The sexy back workout for women

Doing all exercises can bring your back to the ideal: to make it strong, slender and sexy. This article presents the sexy back workout that will allow you to do a beautiful back, read below.

 

 

 

WHY IS IT WORTH TRAINING YOUR BACK?

Not only because it will make it more beautiful and give you the opportunity not to hesitate to wear swimsuits and dresses with an open back. Strong back muscles support the spine better, which directly affects your posture. In addition, the inflated back gives you access to a new exercise with more serious scales that will help improve other muscle groups, experts say.

 

sexy back women
Girl shows her beautiful and sexy back

 

THE SEXY BACK WORKOUT INCLUDE THIS EXERCISES:

DRAFT OF DRAFT OF DUMBBELLS IN SLOPE

Stand up, legs apart, shoulder width apart. Keep dumbbells on the sides. Bend the body to the floor by approximately 45 degrees. Raise your elbows up and back so that the dumbbells are at the hip level.

Pull your hands down to the starting position, not allowing re-bending of the elbows. Make two sets of 15 reps, then make a third set of 12 reps, increasing the weight in the third set.

 

TIP: Bend the legs slightly at the knees to relieve pressure from the back.

 

TOP-BLOCK RETURN TO THE FACE

The traction of the upper block to the face is a unique exercise, which is suitable for training the shoulders, and for working on the muscles of the back. If the hands try to pull back as much as possible behind the head, then the rhomboid muscles are connected to the rear deltas, the upper and middle parts of the trapezoids.

Do not use heavy weight in this exercise. Feeling the peak reduction, try to hold it for a second, and then lower the weight.

HORIZONTAL BLOCK HAND TO THE BELT NOW

Only for this sexy back workout use the neck for a narrow grip with parallel handles. During the exercise, the elbows should look all the time back, and not to the sides. At the moment of shrinkage, we reduce the blades as much as possible to each other.

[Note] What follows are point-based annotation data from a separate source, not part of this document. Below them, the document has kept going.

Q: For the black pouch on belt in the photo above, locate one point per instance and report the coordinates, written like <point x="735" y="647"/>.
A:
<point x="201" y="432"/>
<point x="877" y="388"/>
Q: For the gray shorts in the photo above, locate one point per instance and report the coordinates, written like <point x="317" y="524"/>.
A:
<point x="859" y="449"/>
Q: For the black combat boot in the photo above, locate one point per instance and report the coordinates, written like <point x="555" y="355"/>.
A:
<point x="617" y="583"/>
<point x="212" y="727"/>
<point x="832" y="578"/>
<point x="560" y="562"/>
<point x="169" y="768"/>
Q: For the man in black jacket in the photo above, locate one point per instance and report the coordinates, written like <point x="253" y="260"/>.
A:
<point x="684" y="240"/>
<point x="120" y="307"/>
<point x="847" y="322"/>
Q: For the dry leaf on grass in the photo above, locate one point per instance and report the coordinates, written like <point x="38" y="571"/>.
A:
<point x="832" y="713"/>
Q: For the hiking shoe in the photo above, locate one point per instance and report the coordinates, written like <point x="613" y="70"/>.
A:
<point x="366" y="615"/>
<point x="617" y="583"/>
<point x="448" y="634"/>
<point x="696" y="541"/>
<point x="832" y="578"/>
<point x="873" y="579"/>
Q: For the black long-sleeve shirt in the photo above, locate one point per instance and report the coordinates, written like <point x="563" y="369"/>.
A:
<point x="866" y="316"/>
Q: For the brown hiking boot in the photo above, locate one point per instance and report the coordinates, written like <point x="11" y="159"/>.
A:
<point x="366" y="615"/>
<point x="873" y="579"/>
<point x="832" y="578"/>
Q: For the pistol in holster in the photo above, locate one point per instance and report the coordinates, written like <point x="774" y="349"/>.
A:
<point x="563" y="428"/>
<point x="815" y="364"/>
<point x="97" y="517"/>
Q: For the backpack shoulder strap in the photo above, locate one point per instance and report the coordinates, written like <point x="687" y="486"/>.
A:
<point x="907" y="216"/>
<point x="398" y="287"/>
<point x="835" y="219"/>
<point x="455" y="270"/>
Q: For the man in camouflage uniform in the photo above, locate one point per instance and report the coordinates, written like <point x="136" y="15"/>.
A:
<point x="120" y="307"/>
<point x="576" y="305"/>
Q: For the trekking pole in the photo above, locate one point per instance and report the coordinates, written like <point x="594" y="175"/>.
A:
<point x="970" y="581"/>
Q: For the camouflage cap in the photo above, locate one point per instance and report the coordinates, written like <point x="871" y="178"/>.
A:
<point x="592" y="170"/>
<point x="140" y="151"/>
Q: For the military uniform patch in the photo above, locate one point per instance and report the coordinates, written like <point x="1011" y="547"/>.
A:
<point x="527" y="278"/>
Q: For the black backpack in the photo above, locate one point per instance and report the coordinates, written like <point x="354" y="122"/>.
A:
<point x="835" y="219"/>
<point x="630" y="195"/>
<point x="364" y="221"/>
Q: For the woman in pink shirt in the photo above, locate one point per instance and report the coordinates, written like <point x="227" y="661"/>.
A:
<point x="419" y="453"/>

Remember that the biceps do not have to work. Focus your attention on the contraction of the latissimus muscle. And in general, think about what muscle will be worked on, even before the exercise begins.

PULLOVER ON THE BENCH

This is the last exercise for today. Pullover on an incline bench with a pull of the upper block is an isolated exercise on the latissimus muscles of the back. In addition, this exercise stretches these muscles well. Keep your hands straight throughout the exercise, the triceps should not work here. To get beautiful arms for women read the arms and abs workout article.

 

sexy back exercises
Pullover on an incline bench

 

SLOPES WITH DUMBBELLS

This exercise for the muscles of the back and trunk, in addition, it is quite difficult for those who have insufficiently developed vestibular apparatus.

Take a dumbbell in each hand and move most of the body weight and dumbbells to the left foot. Tilt the body forward and lift the right leg. Your torso and your right foot should be parallel to the floor, and your arms are perpendicular to the floor.

Keep weight on arms outstretched right under your shoulders, balancing on your left foot. Then lift the dumbbells up, bending your arms at the elbows so that the forearms are perpendicular to the floor. When doing this exercise, you should feel how your back muscles tighten and your shoulder blades contract.

 

See also: Strengthening the back muscles at home

 

ADVICE

Do sexy back workout once a week, and preferably two. Remember that our goal is to achieve a harmonious and harmonious physique.
In many exercises on the back, I use carpal straps – special straps that allow to minimize biceps work.
Often at the moment of peak contraction, I try to keep the weight for a second, in order to better feel the work of the target muscle.
In exercises on the back, it is very important to keep the body smooth, with a slight deflection in the lower back. So you will protect the spine from excessive strain on it, and prevent possible injury.